By Priya Adlakha and Kiratraj Sadana
The High Court of Delhi vide its order dated May 28, 2020 imposed a cost of Rs. One Lakh on the Defendant, Mohit Petrochemicals Pvt. Ltd. and restrained them from using the mark ‘DEVTOL’.
The Plaintiff, Reckitt Benckiser (India) Pvt. Ltd., is manufacturer of the famous antiseptic liquid sold under the mark ‘DETTOL’.
The Plaintiff preferred a suit against the Mohit Petrochemicals Pvt. Ltd. for selling hand sanitisers under the mark and logo ‘DEVTOL’ and alleged that the impugned mark was deceptively similar to the Plaintiff’s registered mark and logo ‘DETTOL’.
In view of the similarity between the Plaintiff’s and Defendant’s mark and the nature of products being sold by both the parties, the Plaintiff sought the relief of injunction against the Defendants to restrain them from infringing the Plaintiff’s Trademark.
The Counsel for the Defendants appeared on advance notice and stated that the Defendants have agreed to stop manufacturing and selling their hand sanitizer under the infringing mark ‘DEVTOL’.
The Defendants further submitted that they have already filed a letter to the Trade Mark Authority on May 23, 2020 to withdraw their application for the infringing mark and have also written to their agents and dealers to withdraw the product bearing the infringing mark from the market.
In view of the submissions made by the Defendants, the Plaintiff prayed that the suit may be decreed in favour of the Plaintiff and against the Defendant. However, the counsel for the Plaintiff insisted that a cost may be imposed on the Defendant.
In view of the submissions made by both the parties, the Hon’ble Delhi High Court decreed the suit in favour of the Plaintiff, restraining the Defendants from using the impugned mark DEVTOL and ordered the Defendants to recall their existing stocks from the market.
The Court further directed the Defendants to deposit a sum of Rs. 1,00,000 (Rupees One Lakh) to the Juvenile Justice Foundation in the name of the Registrar General, High Court of Delhi, New Delhi as cost.
In this pandemic, when every person is extra careful about hygiene and there is a rampant spread of misinformation, a few opportunistic minds are trying to capitalise on this situation. In this case, the Defendant had the simple agenda on free riding on the goodwill of an already established brand.

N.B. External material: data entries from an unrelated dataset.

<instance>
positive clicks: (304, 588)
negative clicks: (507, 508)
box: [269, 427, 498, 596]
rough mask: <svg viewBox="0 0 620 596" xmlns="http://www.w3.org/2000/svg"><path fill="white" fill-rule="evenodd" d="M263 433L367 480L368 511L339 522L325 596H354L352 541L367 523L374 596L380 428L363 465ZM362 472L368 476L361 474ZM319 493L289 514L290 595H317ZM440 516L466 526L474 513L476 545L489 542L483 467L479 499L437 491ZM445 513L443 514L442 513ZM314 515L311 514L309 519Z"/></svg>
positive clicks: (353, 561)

The rise in demand of protective apparatus and cleaning products during this pandemic, has also triggered an influx of counterfeit masks, sanitisation products and PPE kits s in the market, which may not necessarily be manufactured according to the set safety standards. Read more about this here.
It is a set principle of Trademark law, that two products are compared from the eyes of a person with an average mind with an average power of recollection. In that case, if a person who is buying a sanitiser for the first time comes across the Defendant’s product, then he is bound to be confused and establish an association with the Plaintiff’s well-established and well trusted product.